This was a time when newspapers didn't have reporters in the field (only Parliamentary correspondents) so the only unofficial sources of news were:
- Mr Sutton who had heard the news of Quatre Bras, the Napoleon Wellington skirmish 48 hours before Waterloo that ended in a draw (and Wellington falling back) which Sutton misinterpreted as an allied victory, telling London on Tuesday morning.
- The Green Knight of Kerry who spoke with Wellington after Quatre Bras and therefore knew the true situation
- The mysterious Mr C who was at the exiled court of the French King in Ghent when he heard the news of Waterloo and rushed to London, arriving Wednesday morning.

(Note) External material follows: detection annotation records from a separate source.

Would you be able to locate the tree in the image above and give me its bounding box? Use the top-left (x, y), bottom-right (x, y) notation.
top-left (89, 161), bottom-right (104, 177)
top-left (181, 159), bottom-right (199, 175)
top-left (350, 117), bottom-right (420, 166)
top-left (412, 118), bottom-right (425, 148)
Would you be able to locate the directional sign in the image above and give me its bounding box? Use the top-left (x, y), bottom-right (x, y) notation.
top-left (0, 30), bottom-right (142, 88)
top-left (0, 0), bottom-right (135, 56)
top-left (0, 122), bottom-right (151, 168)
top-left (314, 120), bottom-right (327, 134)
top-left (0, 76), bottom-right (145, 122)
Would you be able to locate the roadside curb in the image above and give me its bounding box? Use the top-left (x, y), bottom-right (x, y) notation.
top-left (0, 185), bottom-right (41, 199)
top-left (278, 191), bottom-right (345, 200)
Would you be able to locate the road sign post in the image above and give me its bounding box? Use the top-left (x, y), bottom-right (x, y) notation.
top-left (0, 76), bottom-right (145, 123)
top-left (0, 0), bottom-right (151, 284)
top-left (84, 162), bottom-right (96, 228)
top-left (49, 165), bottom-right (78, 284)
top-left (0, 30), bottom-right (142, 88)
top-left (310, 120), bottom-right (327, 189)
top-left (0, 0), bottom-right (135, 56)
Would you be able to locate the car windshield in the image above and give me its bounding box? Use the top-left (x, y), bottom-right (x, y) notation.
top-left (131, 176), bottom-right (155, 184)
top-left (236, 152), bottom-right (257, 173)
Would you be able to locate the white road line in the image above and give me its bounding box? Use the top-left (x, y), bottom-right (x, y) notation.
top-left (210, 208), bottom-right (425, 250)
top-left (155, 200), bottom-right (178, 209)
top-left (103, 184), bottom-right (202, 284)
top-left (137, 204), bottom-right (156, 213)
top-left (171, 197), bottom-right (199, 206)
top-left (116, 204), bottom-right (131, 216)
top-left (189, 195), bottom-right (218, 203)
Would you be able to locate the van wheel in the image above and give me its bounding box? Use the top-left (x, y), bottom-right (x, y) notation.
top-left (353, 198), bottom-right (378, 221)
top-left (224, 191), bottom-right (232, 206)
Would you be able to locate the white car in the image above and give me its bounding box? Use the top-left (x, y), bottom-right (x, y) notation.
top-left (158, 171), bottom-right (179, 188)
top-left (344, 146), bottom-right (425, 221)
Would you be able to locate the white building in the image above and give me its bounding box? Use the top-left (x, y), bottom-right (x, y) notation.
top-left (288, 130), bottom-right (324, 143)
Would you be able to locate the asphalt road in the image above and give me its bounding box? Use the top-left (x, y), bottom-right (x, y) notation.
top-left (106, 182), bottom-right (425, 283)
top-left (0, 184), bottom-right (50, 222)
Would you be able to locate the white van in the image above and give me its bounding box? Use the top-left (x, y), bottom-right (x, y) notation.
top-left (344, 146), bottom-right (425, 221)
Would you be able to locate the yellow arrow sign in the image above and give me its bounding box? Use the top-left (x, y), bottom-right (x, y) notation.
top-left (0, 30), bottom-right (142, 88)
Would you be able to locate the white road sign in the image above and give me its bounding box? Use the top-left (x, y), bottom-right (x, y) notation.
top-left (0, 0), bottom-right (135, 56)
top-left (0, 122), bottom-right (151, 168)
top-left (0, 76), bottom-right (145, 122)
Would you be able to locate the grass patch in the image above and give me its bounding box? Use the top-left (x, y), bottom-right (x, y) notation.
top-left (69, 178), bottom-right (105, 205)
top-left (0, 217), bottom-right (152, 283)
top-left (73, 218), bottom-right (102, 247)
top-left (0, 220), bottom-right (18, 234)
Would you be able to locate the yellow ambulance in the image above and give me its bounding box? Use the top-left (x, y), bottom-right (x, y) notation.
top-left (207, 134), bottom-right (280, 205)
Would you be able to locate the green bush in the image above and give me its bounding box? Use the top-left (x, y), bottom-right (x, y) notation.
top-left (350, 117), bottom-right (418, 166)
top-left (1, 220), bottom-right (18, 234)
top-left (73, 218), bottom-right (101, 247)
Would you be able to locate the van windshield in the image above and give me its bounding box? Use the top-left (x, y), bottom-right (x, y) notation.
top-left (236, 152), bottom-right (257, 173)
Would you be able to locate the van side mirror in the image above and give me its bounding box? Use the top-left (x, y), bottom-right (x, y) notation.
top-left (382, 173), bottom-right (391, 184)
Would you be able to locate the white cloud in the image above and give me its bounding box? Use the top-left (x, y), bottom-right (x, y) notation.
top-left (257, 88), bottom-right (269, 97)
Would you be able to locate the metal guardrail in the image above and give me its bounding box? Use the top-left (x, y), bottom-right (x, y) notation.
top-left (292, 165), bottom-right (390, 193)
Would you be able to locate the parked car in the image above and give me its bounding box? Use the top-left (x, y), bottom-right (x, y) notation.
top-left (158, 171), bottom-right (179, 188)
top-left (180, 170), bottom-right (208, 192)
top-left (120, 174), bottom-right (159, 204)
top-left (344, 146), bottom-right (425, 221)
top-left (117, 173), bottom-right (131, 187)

- And possibly an unknown informant of Nathan Rothschild who enabled the banker to buy government stock and make a profit
Cathcart, who also wrote even more brilliant The Fly in the Cathedral, tells these stories in an authoritative but fantastically clear and readable way. He debunks many myths. People just didn't use carrier pigeons in those days. Rothschild wasn't on the battlefield. Rothschild didn't start by selling shares causing a massive panic before buying loads up (the stock market records show no such panic). David Ricardo, however, made sufficient money to retire from promoting stocks and, working with his friend Thomas Malthus who also made money, found Economics as a science. The myths debunked, there is a still a remarkably dramatic story.
And one mystery is left: who was Mr C?